Some recent spam statistics prompted a couple of interesting articles about spam that both sourced a study by commtouch.com which reports that 71% of the URLs in spam messages have their web sites hosted in China. (Additional statistics from brightmail.com analyze the total number and the content of spam.) However, less emphasis was placed on another statistic: 60.5% of spam originates in the USA. An article on internetnews.com prominently reported this statistic whereas a businessweek.com article, under the headline “A New Chinese Specialty: Spam” did not report this fact but rather casually stated that the actual spammers are “probably American or European”. This provides a nice intro to a project that has been incubating for the last two weeks and is still under development: Spice: The Spam Tracker.

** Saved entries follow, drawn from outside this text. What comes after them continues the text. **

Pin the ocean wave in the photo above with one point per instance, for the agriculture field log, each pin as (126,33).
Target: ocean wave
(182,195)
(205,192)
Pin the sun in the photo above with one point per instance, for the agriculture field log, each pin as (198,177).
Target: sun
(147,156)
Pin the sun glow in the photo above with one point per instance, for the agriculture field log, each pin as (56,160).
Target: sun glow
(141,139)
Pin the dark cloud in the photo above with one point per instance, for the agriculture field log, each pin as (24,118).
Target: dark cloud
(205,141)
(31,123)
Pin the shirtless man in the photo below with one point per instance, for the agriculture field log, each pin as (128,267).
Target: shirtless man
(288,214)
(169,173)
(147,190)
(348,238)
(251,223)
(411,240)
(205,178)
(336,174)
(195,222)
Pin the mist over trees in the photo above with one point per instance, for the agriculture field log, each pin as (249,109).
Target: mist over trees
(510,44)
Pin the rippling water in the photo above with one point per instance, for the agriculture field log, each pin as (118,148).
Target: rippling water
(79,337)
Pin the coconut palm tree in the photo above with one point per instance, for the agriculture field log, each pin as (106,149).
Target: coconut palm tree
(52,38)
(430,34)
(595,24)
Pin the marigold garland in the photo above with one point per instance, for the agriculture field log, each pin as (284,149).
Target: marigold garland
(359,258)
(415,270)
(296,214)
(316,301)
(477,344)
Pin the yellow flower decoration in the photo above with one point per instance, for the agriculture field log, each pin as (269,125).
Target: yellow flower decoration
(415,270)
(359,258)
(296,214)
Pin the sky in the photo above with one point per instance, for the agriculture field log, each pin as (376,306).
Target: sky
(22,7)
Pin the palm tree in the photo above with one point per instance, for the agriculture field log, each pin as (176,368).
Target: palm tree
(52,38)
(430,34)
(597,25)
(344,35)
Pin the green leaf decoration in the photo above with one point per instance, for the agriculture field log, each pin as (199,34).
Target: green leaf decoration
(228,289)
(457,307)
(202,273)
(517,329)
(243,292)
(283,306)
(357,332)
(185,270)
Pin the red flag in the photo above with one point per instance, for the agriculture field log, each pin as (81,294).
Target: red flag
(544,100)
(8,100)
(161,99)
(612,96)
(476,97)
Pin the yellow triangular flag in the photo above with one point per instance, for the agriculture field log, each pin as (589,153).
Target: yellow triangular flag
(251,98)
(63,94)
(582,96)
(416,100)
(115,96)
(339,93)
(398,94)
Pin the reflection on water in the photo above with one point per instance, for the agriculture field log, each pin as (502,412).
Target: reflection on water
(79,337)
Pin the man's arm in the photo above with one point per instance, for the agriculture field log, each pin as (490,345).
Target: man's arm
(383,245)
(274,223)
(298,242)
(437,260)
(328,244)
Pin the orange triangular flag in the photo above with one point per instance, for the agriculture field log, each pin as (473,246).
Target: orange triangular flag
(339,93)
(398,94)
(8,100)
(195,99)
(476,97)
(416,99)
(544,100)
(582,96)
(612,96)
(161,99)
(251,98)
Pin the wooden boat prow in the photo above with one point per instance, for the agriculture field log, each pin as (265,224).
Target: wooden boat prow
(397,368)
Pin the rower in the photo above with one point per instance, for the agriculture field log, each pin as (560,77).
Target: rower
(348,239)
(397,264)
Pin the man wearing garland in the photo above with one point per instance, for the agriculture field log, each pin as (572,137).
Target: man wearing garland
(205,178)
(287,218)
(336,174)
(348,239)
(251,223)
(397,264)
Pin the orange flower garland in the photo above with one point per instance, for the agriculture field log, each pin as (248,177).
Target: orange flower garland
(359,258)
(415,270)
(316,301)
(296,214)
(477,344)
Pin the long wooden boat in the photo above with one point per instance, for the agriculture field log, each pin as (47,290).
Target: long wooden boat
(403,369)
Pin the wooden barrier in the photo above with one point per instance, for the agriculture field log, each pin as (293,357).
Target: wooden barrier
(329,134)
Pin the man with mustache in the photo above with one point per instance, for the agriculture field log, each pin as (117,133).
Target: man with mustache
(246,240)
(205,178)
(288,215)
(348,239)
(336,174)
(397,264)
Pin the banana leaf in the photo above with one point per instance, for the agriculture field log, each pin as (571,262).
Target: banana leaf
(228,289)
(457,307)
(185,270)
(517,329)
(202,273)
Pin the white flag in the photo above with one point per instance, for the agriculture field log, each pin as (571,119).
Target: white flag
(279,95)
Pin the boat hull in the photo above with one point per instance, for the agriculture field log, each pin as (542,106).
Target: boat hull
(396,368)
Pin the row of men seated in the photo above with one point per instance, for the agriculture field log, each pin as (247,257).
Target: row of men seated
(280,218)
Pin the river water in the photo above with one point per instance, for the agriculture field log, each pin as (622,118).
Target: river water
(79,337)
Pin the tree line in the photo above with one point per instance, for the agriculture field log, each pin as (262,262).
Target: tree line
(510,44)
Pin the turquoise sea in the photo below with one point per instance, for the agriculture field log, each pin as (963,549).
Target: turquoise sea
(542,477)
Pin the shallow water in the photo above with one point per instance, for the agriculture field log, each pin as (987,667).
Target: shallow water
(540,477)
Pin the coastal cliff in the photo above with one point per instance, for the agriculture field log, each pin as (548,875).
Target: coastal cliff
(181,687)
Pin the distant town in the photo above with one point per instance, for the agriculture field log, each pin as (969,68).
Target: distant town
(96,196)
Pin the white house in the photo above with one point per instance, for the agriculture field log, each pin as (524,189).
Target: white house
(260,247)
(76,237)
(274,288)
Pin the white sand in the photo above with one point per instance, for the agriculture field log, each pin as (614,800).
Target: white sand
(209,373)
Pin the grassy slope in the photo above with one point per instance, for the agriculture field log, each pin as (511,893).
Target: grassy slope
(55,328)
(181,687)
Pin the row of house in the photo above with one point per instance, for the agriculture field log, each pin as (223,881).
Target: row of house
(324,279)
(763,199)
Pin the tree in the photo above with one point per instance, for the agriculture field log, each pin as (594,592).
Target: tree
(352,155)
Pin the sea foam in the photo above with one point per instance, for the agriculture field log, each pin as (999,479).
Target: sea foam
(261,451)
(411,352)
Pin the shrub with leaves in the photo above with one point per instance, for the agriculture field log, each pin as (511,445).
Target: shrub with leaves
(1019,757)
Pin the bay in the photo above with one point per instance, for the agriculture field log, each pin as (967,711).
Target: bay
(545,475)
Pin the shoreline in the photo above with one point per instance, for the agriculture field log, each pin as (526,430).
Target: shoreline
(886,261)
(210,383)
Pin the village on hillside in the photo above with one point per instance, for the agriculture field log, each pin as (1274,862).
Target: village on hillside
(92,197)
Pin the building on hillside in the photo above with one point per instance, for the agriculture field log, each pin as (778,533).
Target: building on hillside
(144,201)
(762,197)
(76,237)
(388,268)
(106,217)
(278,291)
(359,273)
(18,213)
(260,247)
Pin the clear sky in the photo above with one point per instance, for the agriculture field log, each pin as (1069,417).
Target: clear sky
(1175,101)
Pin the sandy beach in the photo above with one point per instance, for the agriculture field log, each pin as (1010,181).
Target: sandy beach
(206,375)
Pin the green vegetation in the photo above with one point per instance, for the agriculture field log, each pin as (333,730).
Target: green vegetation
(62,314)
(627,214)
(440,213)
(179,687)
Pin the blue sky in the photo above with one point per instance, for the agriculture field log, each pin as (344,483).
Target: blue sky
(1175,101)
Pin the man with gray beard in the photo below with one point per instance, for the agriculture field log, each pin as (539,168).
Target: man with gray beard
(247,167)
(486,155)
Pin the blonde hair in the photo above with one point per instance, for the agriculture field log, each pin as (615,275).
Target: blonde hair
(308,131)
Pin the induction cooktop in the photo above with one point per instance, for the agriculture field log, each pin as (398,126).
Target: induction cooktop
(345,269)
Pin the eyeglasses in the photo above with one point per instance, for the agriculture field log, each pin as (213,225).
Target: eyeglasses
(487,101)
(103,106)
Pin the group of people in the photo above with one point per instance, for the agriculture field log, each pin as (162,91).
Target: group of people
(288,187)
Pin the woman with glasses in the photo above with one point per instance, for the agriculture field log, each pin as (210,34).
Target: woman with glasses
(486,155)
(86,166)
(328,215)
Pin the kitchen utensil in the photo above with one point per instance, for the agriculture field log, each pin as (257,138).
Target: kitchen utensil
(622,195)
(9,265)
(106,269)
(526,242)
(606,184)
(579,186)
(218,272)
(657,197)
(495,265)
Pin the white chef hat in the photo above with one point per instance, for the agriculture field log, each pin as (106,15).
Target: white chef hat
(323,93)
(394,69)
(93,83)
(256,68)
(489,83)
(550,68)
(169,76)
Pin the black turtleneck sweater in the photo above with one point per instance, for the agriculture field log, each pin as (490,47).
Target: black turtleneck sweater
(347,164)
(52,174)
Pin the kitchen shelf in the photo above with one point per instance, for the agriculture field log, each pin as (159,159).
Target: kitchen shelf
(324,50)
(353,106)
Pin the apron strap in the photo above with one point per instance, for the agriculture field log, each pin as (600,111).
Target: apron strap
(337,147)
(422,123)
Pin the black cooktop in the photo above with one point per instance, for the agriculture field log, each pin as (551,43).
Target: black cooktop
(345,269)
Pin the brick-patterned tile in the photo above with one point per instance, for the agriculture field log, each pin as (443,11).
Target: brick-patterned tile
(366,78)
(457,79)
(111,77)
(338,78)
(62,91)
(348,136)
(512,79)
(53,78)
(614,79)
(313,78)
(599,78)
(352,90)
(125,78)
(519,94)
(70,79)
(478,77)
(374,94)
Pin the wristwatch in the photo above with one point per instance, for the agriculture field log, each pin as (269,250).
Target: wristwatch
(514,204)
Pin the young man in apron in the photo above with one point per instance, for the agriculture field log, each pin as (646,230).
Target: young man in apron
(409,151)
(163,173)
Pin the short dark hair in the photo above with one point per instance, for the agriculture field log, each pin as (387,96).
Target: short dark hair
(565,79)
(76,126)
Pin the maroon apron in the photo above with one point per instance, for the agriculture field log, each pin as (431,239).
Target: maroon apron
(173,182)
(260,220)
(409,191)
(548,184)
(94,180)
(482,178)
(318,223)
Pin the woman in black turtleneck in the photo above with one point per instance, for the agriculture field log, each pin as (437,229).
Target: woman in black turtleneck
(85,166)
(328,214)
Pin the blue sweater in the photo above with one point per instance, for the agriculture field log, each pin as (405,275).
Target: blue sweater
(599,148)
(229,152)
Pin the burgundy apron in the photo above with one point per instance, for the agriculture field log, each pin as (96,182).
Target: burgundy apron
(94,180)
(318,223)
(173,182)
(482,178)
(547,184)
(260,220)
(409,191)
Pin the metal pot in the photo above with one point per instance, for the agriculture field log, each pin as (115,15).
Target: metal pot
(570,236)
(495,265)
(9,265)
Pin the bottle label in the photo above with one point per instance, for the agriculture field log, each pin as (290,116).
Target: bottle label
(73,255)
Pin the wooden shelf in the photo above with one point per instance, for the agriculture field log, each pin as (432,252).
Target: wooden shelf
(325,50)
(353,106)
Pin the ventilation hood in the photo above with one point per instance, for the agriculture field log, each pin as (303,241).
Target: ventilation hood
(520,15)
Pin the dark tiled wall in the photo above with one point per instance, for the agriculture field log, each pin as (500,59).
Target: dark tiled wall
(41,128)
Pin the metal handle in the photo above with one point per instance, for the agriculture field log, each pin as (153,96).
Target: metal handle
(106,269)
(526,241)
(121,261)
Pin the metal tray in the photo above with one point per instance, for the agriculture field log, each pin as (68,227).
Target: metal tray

Much like other spam tracking systems Spice parses the headers from spam, particularly the received headers, and collects this information in a database. In addition, Spice also does a whois lookup, gets the latitude and longitude for the originating IP address and plot the source on a world map. Spice also Nmap’s the originating IP address to determine what ports are open and what operating system is being used. Ultimately, this data could be used to determine if the originating computer has been cracked, trojaned or infected with viruses. Further addition to Spice will include associating the originating IP and its geographical location with the advertised website and its geographical location as well as an analysis of intermediate hops to see if open relays are being used. Spice is very much in development and may be broken at any given time. There may also be test data in the database, so don’t source any of the information contained here as factual. In fact, don’t source it at all.